Testing for white noise has been well studied in the literature of econometrics and statistics. For most of the proposed test statistics, such as the well-known Box–Pierce test statistic with fixed lag truncation number, the asymptotic null distributions are obtained under independent and identically distributed assumptions and may not be valid for dependent white noise. Because of recent popularity of conditional heteroskedastic models (e.g., generalized autoregressive conditional heteroskedastic [GARCH] models), which imply nonlinear dependence with zero autocorrelation, there is a need to understand the asymptotic properties of the existing test statistics under unknown dependence. In this paper, we show that the asymptotic null distribution of the Box–Pierce test statistic with general weights still holds under unknown weak dependence as long as the lag truncation number grows at an appropriate rate with increasing sample size.
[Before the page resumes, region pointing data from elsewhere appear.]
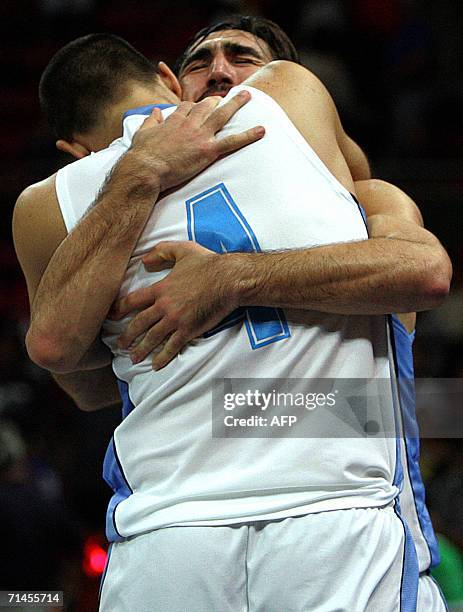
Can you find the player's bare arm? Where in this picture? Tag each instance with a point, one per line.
(71, 300)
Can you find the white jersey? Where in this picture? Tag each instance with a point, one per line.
(164, 463)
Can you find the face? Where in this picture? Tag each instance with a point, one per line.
(219, 62)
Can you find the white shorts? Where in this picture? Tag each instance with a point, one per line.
(347, 560)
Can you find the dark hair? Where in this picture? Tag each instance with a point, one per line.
(84, 77)
(278, 41)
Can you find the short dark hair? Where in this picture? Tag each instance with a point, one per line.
(277, 40)
(84, 77)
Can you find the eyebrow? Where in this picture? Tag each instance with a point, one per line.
(230, 48)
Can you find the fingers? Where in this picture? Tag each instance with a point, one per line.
(152, 339)
(141, 298)
(164, 255)
(237, 141)
(138, 325)
(224, 113)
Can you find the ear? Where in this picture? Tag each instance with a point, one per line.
(74, 148)
(169, 79)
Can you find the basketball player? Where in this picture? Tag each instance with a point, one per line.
(258, 542)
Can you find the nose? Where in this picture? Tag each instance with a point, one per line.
(221, 70)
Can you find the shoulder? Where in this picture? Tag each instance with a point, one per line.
(287, 81)
(36, 192)
(36, 203)
(38, 227)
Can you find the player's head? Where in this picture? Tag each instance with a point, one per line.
(92, 81)
(228, 52)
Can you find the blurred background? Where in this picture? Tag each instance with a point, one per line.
(395, 70)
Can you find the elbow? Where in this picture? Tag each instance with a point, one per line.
(45, 351)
Further applications to diagnostic checking of the autoregressive moving average (ARMA) and fractional autoregressive integrated moving average (FARIMA) models with dependent white noise errors are also addressed. Our results go beyond earlier ones by allowing non-Gaussian and conditional heteroskedastic errors in the ARMA and FARIMA models and provide theoretical support for some empirical findings reported in the literature.